Hazelcast Launches an Open Source In-Memory Stream Processing Engine
This new Apache 2-licensed open source project is designed to enable processing in near real time for data-intensive applications such as smart home sensors, in-store e-commerce systems, social media platforms, log analysis, monitoring and fraud detection.
The company has also released version 3.8 of Hazelcast IMDG, which includes advanced capabilities for managing persistence and multi-data center deployments. The Hazelcast IMDG is used with hundreds of thousands of installed clusters and over 17 million server starts per month, according to the company.
Big Data processing with Hadoop and Spark has been really complicated, according to Hazelcast CEO Greg Luck, making it similar to the old mainframe days when there would be a dedicated staff to load and run your jobs on expensive dedicated technology then provide you with the results.
“We think we’re part of a big shift in taking Big Data back to a stream-processing problem and just running it within the application that you’ve written — embedding it within the application rather than needing to run on separate infrastructure. We think that’s a profound shift,” he said.
“It makes the choice of Big Data platform and how to solve that problem an application concern within the control of developers and architects. Not even Ops needs to necessarily be involved in Hazelcast. Ops only needs to be involved if it’s a separate stand-alone cluster.”
Jet ingests data at high velocity via socket, file, HDFS or Kafka interfaces, and processes the business logic or complex computation on incoming data.
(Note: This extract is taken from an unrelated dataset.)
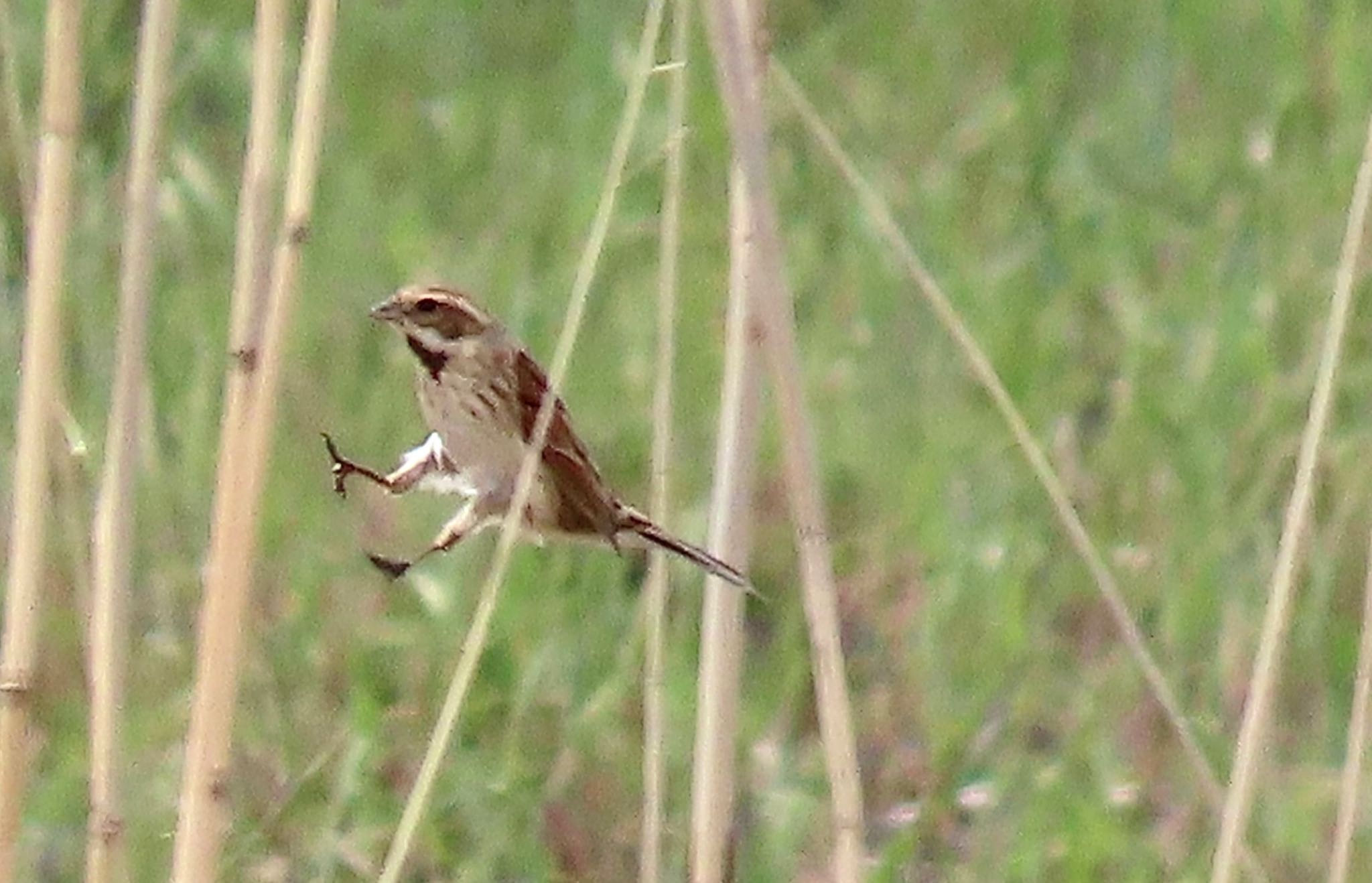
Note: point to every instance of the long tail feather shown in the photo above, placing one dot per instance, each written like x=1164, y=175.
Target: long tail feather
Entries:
x=640, y=524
“We do think we can bring something new to this space. We didn’t want to do this unless we could be faster than everybody else. … What it brings to a relatively crowded market at this stage, Hazelcast is famously simple and easy to get started with,” he said.
Though Hazelcast IMDG supports six languages, Jet was launched with a focus on developers using Java 8. It plans to support other languages later on.
It was designed for use within a single virtual machine, though, and with Jet, it’s distributed.
“You can use that same API to express what you want to do, but it will execute on our Jet grid. And our largest compute grid at the moment is 600 servers, so it can scale very, very high. But still, you can program it with this very simple API, and if you’re a Java developer, probably one that you already know,” he said.
It’s built for speed and low latency, using one-record-per-time architecture so it processes incoming records as soon as possible, as opposed to accumulating records into micro-batches like Spark does. And though this process sounds similar to Apache Flink, it doesn’t borrow anything from Flink, Spark or Hadoop, according to Luck.
Like other Big Data frameworks, Hazelcast Jet uses the Directed Acyclic Graph (DAG) abstraction to model computations but takes some novel approaches to boost speed at low latency, including data locality; partition mapping affinity; single-producer, single-consumer (SP/SC) queues and green threads
He explained Jet’s architectural approach this way:
- It keeps computation and data storage in memory by combining Hazelcast Jet with the Hazelcast data grid on the same servers. Depending on the use case, some or all of the data that Jet will process will be already in RAM on the same machine as the computation.
- Jet allows you to define an arbitrary object-to-partition mapping scheme on each edge. This allows reading in parallel with many threads from each partition and member and thus server. It can use this to harmonize and optimize throughput from other distributed data systems whether it be HDFS, Spark or Hazelcast. Thus when performing DAG processing, local edges can be read and written locally without incurring a network call and without waiting.
- Local edges are implemented with the most efficient kind of concurrent queue: the SP/SC bounded queue. It employs wait-free algorithms on both sides and avoids volatile writes by using lazySet method.
- Vertexes are implemented by one or more instances of “Processor” on each member. Each vertex can specify how many of its processors will run per cluster member using the “localParallelism” property so it can use all the cores even in the largest machines. With many cores and execution threads, the key to Hazelcast Jet performance is to smoothly coordinate these with cooperative multithreading is much lower context-switching cost and precise knowledge of the status of a processor’s input and output buffers, which determines its ability to make progress.
- And Hazelcast Jet uses “green threads” to allow very high throughput where cooperative processors run in a loop serviced by the same native thread.
In its internal Word Count benchmarks, reading initial words from the file system, Jet was 20 times faster than Hadoop, 2 to 3 times faster than Spark and 50 percent faster than Flink, Luck said. It should be noted, however, that Luck, prior to Jet’s release, got into a row with rival GridGain last year over benchmarking.
Launched in Turkey, Hazelcast is now headquartered in Palo Alto, California, and maintains offices in Istanbul and London. Its data grid customers include American Express, AT&T, General Dynamics, Ericsson and Domino’s Pizza.
In November, it announced a partnership with Striim, which offers a real-time data integration and streaming analytics platform, to launch the Hazelcast Striim Hot Cache to ensure continuous real-time synchronization between the cache and its underlying database.
It announced in January that the grid is now available as a tile on the Pivotal Cloud Foundry network.